Month: May 2022

Variational picking of optimal surfaces

May 24, 2022 Examples No comments

A new paper is added to the collection of reproducible documents: A variational approach for picking optimal surfaces from semblance-like panels

We propose and demonstrate a variational method for determining optimal velocity fields from semblance-like volumes using continuation. The proposed approach finds a minimal-cost surface through a volume, which often corresponds to a velocity field within a semblance scan. This allows picked velocity fields to incorporate information from gathers that are spatially near the midpoint in question. The minimization process amounts to solving a nonlinear elliptic partial differential equation, which is accomplished by changing the elliptic problem to a parabolic one and solving it iteratively until it converges to a critical point which minimizes the cost functional. The continuation approach operates by using a variational framework to iteratively minimize the cost of a velocity surface through successively less-smoothed semblance scans. The method works because a global minimum for the velocity cost functional can only exist when the semblance scan varies smoothly in space and convexly in the parameter being scanned. Using a discretization of the functional with a limited-memory Broyden-Fletcher-Goldfarb-Shanno (L-BFGS) algorithm we illustrate how the continuation approach is able to avoid local minima that would typically capture the iterative solution of an optimal velocity field determined without continuation. Incorporating continuation enables us to find a lower cost final model which is used for seismic processing of a field data set from the Viking Graben. We then utilize a field data set from the Gulf of Mexico to show how the final velocity model determined by the method employing continuation is largely independent of the starting velocity model, producing something resembling a global minimum. Finally, we illustrate the versatility of the variational picking approach by demonstrating how it may be used for automatic interpretation of a seismic horizon from the Heidrun Field.

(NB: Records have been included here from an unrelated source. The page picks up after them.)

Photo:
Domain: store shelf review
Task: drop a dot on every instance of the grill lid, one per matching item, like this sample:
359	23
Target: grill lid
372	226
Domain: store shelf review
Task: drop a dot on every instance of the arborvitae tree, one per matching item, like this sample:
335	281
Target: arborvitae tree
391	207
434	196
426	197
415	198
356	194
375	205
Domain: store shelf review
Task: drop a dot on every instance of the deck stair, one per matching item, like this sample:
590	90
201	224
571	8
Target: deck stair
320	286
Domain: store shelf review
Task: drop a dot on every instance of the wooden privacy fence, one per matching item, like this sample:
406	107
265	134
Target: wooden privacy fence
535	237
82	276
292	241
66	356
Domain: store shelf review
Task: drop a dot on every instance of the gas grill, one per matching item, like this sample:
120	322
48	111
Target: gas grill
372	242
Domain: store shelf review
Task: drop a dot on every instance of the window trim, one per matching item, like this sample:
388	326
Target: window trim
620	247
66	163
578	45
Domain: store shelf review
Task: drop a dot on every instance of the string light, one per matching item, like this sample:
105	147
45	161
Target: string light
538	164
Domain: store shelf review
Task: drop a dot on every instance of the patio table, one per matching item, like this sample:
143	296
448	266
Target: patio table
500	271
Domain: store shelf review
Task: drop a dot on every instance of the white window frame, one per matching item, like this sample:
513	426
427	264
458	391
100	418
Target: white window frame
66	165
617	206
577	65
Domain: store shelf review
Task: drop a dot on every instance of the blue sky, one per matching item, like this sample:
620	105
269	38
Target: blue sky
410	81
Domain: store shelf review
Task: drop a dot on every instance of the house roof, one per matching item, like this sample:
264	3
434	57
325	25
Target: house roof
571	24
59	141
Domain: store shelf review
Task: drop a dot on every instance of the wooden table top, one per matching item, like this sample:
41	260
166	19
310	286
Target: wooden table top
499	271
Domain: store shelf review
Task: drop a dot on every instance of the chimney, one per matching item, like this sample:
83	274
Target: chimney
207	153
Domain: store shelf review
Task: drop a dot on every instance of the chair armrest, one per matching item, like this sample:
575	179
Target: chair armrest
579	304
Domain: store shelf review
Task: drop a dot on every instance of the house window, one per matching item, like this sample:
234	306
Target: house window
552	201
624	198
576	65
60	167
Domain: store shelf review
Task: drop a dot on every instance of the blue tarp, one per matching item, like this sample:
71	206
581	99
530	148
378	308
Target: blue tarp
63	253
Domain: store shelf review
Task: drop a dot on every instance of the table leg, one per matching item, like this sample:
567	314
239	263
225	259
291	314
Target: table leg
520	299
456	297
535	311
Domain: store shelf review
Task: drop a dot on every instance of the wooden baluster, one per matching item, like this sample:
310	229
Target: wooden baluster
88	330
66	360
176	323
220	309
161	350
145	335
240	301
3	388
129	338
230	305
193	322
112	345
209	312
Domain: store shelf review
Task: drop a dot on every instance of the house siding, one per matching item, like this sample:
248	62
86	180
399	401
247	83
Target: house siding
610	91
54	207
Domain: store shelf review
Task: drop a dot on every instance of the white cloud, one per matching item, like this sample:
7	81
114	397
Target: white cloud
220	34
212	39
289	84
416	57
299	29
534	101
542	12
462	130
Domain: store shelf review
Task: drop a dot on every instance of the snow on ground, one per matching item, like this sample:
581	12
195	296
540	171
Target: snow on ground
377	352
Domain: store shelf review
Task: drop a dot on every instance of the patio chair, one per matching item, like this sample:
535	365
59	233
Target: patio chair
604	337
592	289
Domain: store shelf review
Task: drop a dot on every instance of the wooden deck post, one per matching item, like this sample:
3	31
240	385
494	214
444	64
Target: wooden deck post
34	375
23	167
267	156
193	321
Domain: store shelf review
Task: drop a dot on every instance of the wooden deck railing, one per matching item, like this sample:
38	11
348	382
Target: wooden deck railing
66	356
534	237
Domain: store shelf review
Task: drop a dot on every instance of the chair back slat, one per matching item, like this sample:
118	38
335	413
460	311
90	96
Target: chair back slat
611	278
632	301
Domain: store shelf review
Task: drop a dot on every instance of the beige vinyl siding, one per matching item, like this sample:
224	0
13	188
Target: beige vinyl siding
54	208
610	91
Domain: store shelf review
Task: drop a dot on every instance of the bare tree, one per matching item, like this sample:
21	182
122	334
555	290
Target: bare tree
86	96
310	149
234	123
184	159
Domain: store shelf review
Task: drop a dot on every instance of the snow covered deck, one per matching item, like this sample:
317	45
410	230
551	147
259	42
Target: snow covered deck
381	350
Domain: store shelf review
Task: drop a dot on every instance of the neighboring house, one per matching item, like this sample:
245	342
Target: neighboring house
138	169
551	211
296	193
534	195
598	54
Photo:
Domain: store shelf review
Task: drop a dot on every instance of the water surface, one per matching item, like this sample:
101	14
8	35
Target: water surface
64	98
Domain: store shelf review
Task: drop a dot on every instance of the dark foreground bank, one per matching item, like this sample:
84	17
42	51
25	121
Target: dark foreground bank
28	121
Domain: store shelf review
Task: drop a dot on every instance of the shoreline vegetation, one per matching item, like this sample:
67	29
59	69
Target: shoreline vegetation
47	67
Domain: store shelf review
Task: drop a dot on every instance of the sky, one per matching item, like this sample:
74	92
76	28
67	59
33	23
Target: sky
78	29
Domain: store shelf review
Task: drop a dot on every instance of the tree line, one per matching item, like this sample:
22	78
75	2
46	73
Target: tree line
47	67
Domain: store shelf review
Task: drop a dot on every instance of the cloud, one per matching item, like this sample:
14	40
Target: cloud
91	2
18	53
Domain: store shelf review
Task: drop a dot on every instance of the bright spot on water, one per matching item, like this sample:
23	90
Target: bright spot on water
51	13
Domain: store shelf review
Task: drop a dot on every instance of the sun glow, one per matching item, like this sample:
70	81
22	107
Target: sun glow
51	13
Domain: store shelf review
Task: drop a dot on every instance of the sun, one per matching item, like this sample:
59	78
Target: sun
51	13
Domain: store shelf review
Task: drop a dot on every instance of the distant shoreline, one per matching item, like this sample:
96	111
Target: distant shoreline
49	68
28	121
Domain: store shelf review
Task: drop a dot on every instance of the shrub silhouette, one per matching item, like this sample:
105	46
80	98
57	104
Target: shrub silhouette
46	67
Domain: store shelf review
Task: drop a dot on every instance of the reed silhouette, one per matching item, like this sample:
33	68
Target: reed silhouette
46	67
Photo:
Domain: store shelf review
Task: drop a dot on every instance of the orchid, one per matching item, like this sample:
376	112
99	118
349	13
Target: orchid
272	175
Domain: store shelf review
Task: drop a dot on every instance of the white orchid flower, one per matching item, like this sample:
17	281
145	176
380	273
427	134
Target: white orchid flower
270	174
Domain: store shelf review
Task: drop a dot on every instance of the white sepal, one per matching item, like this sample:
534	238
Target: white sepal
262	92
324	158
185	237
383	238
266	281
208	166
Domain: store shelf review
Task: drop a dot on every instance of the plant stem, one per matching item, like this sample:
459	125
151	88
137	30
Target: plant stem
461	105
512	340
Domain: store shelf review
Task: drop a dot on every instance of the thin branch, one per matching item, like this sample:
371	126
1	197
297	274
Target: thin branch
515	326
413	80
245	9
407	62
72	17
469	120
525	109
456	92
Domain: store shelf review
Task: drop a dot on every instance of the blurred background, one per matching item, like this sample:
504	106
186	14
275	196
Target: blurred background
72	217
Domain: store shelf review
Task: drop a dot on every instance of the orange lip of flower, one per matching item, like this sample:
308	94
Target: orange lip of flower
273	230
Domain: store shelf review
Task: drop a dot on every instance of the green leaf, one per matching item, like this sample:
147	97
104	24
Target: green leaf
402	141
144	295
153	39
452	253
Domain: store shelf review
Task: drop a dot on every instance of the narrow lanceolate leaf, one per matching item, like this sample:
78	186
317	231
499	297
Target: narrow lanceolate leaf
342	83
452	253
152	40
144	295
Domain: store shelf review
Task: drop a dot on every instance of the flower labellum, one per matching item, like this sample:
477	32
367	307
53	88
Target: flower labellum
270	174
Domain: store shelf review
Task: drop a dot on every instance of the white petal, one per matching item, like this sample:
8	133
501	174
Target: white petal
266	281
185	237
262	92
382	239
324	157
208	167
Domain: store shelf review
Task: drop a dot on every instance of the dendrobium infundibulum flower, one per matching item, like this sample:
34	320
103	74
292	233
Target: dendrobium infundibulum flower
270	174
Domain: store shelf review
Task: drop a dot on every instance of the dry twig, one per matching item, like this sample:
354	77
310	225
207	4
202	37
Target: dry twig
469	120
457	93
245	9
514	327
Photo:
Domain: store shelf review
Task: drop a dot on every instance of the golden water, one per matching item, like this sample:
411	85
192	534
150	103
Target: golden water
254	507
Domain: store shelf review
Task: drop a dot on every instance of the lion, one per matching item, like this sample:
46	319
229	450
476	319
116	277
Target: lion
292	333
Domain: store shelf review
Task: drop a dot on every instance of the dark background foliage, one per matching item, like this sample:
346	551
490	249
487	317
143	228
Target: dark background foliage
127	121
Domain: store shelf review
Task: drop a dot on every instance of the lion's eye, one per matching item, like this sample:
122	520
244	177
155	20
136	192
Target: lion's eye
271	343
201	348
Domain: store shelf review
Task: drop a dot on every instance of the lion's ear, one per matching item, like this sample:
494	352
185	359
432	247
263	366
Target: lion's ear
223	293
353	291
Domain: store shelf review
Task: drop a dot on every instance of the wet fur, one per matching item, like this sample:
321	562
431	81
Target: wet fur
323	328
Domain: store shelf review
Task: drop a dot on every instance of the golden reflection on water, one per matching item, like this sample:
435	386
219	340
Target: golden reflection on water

Wave-equation time migration

May 23, 2022 Examples No comments

A new paper is added to the collection of reproducible documents: Wave-equation time migration

Time migration, as opposed to depth migration, suffers from two well-known shortcomings: (1) approximate equations are used for computing Green’s functions inside the imaging operator; (2) in case of lateral velocity variations, the transformation between the image ray coordinates and the Cartesian coordinates is undefined in places where the image rays cross. We show that the first limitation can be removed entirely by formulating time migration through wave propagation in image-ray coordinates. The proposed approach constructs a time-migrated image without relying on any kind of traveltime approximation by formulating an appropriate geometrically accurate acoustic wave equation in the time-migration domain. The advantage of this approach is that the propagation velocity in image-ray coordinates does not require expensive model building and can be approximated by quantities that are estimated in conventional time-domain processing. Synthetic and field data examples demonstrate the effectiveness of the proposed approach and show that the proposed imaging workflow leads to a significant uplift in terms of image quality and can bridge the gap between time and depth migrations. The image obtained by the proposed algorithm is correctly focused and mapped to depth coordinates it is comparable to the image obtained by depth migration.